District Judge Overturns Part of Victor Stanley II Ordering Immediate Jail Time to a Defendant Based on a Possible Future Failure to Pay Spoliation Sanctions

As previously reported, in Magistrate Judge Grimm’s September 9, 2010, decision and order, often referred to as Victor Stanley II, defendant Creative Pipe, Inc. and its principal, defendant Mark T. Pappas, were sanctioned for intentionally violating the court’s preservation and production orders. Among other things, Magistrate Judge Grimm ordered defendants to pay plaintiff’s costs and attorneys’ fees allocable to their spoliation. Judge Grimm further ordered that Mr. Pappas be imprisoned for no more than two years, “unless and until” he pays the fee award. Judge Grimm regarded this sanction as “absolutely essential” in light of his conviction that, “[w]ithout the threat of jail time, … Plaintiff will receive a paper judgment that does not enable it to recover its considerable out-of-pocket losses caused by Pappas’s spoliation.” By Order dated September 30, 2010, the Honorable Marvin J. Garbis, U.S.D.J., entered Magistrate Judge Grimm’s September 9 order essentially verbatim, including that, “[p]ursuant to Fed.
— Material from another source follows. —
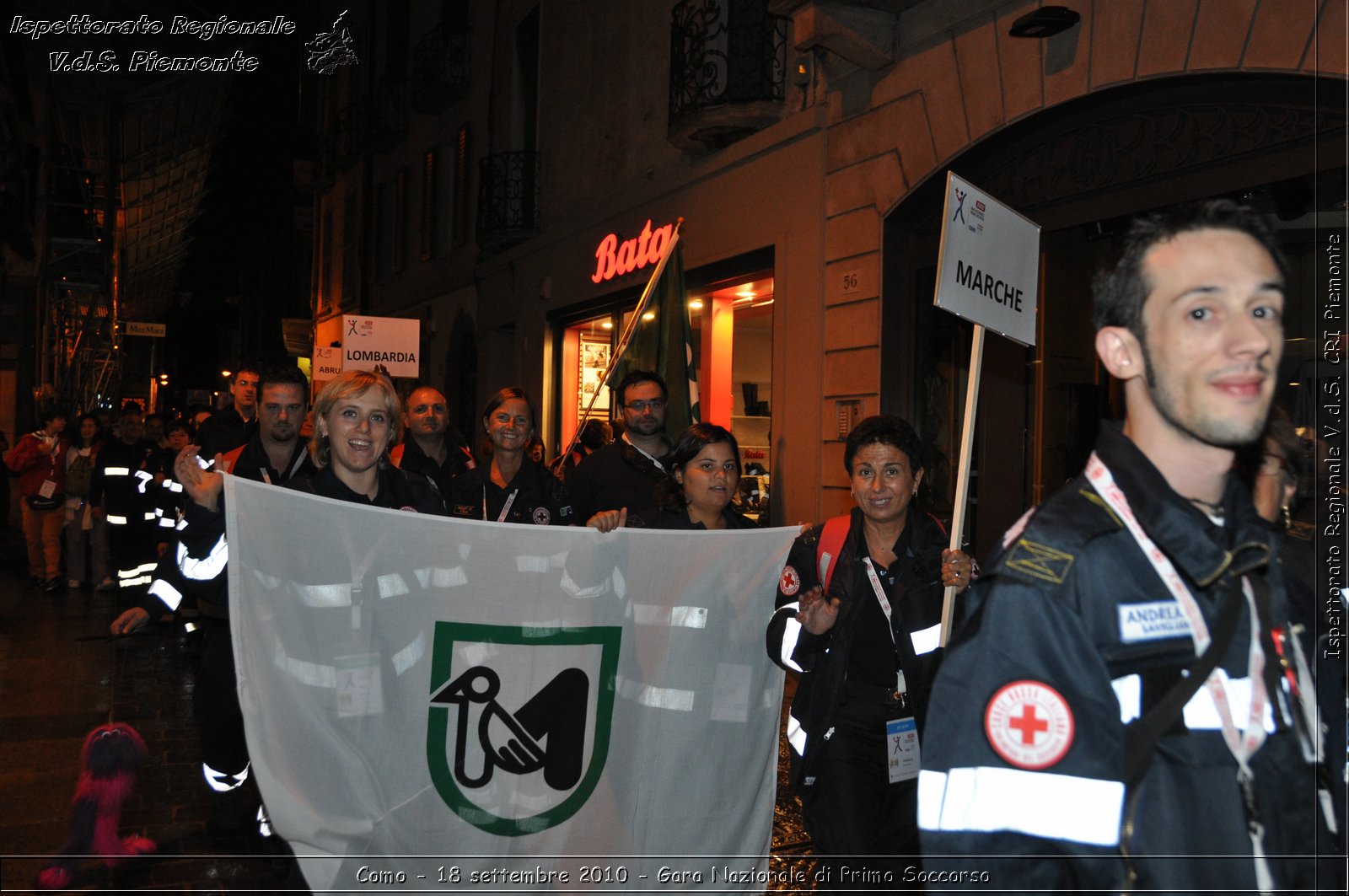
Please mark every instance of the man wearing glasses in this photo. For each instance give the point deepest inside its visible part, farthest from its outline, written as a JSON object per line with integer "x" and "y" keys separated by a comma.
{"x": 627, "y": 471}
R. Civ. P. 37(b)(2)(A)(vii), Defendant Pappas’s acts of spoliation shall be treated as contempt of this Court, and as a sanction, he shall be imprisoned for a period not to exceed two (2) years, unless and until he pays to Plaintiff the attorney’s fees and costs that will be awarded ….” (Emphasis added.)

Gibbons E-Discovery Task Force Reaches New Heights

On October 28, the Gibbons E-Discovery Task Force hosted its fourth annual full day E-Discovery Conference, with more than 100 clients, in-house counsel and other contacts in attendance. Devoted to the latest developments in electronic discovery and corporate information management, this program included speakers who are among the most respected names in the e-discovery field, including former United States Magistrate Judges John Hughes and Ronald Hedges, e-discovery authority Michael Arkfeld, and representatives of leading corporations and e-discovery service providers. Among the Gibbons attorneys who presented and moderated panels were Task Force Chair, Mark S. Sidoti, Chair of the firm’s Employment Law Department, Christine A. Amalfe, and Task Force members, Luis J. Diaz, Phillip J. Duffy, Scott J. Etish, Lan Hoang and Jeffrey L. Nagel.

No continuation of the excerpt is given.